La question n’est pas nouvelle, qui en décembre dernier s’était vu répondre par la cour administrative d’appel de Bordeaux que la seule perte de confiance de l’acheteur dans son assistant maîtrise d’ouvrage (AMO) pouvait, en l’absence de tout conflit d’intérêt constitué (ou, du moins, prouvé…), constituer un motif d’intérêt général propre à fonder une résiliation du marché.

Mais dans un tel cas bien sûr, et à moins que le marché ne prévoit autre chose, l’AMO pourra obtenir des indemnités sur son manque à gagner…

C’est aujourd’hui au tribunal administratif de Montpellier, saisi de cette question, de rappeler que l’acheteur peut aussi et avant tout fonder sa résiliation sur une faute grave de l’AMO, exclusive alors de toute indemnité ! En l’occurrence, il devra établir des faits concrets, probants, permettant de faire naître un doute sérieux quant à l’impartialité de l’AMO (ce qui avait manqué dans l’affaire devant la CAA de Bordeaux).

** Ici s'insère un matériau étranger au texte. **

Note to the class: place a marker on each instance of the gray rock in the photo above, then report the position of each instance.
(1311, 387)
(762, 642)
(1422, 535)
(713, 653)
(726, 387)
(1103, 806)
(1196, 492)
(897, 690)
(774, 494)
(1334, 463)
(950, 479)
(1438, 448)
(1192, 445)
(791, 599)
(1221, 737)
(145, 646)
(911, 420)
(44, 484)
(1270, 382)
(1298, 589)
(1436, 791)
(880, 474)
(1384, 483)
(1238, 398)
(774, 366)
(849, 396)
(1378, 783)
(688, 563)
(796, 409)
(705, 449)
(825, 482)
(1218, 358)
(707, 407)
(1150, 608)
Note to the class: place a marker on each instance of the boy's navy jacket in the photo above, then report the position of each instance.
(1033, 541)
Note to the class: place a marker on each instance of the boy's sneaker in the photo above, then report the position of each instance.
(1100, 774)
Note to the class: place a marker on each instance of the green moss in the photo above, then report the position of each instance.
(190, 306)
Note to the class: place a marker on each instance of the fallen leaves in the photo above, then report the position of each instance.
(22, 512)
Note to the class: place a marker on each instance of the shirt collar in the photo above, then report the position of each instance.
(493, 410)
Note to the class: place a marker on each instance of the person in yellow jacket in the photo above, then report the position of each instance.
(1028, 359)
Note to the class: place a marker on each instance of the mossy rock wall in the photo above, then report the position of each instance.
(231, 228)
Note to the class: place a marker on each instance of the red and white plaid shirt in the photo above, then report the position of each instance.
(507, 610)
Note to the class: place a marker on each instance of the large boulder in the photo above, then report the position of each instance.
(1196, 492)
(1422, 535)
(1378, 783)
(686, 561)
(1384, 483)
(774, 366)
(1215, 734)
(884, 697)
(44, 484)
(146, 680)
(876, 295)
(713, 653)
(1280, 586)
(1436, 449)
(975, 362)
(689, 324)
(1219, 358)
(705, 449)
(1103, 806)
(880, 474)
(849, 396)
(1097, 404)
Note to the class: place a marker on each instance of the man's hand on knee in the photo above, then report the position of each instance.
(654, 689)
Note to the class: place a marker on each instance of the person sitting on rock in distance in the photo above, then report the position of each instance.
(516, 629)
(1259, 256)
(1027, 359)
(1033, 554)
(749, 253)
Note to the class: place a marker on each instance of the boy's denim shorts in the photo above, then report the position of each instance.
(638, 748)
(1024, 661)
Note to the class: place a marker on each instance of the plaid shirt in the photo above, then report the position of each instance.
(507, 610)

En l’espèce, l’une des sociétés rejetées avait signalé à l’acheteur que comptait parmi les effectifs de la société attributaire… la conjointe du gérant de la société en charge de l’assistance-maîtrise d’ouvrage. Immédiatement interrogée par l’acheteur sur ce point, l’AMO a manqué à dissiper le doute sur son impartialité.

Le juge relève en particulier que

  • L’AMO n’a fourni qu’une réponse lacunaire, se bornant à indiquer que la conjointe du gérant n’occupait pas de fonction de direction, mais sans pour autant préciser lesdites fonctions au sein de la société attributaire… empêchant ainsi l’acheteur de déterminer l’influence du lien personnel en question sur l’analyse des offres.
  • De plus, il s’avérait, en définitive, que ses fonctions l’amenaient à intervenir directement dans des missions nécessaires à l’élaboration des offres.

Dès lors, « en égard à la gravité de ce manquement, la décision de résiliation pour faute n’est pas disproportionnée » !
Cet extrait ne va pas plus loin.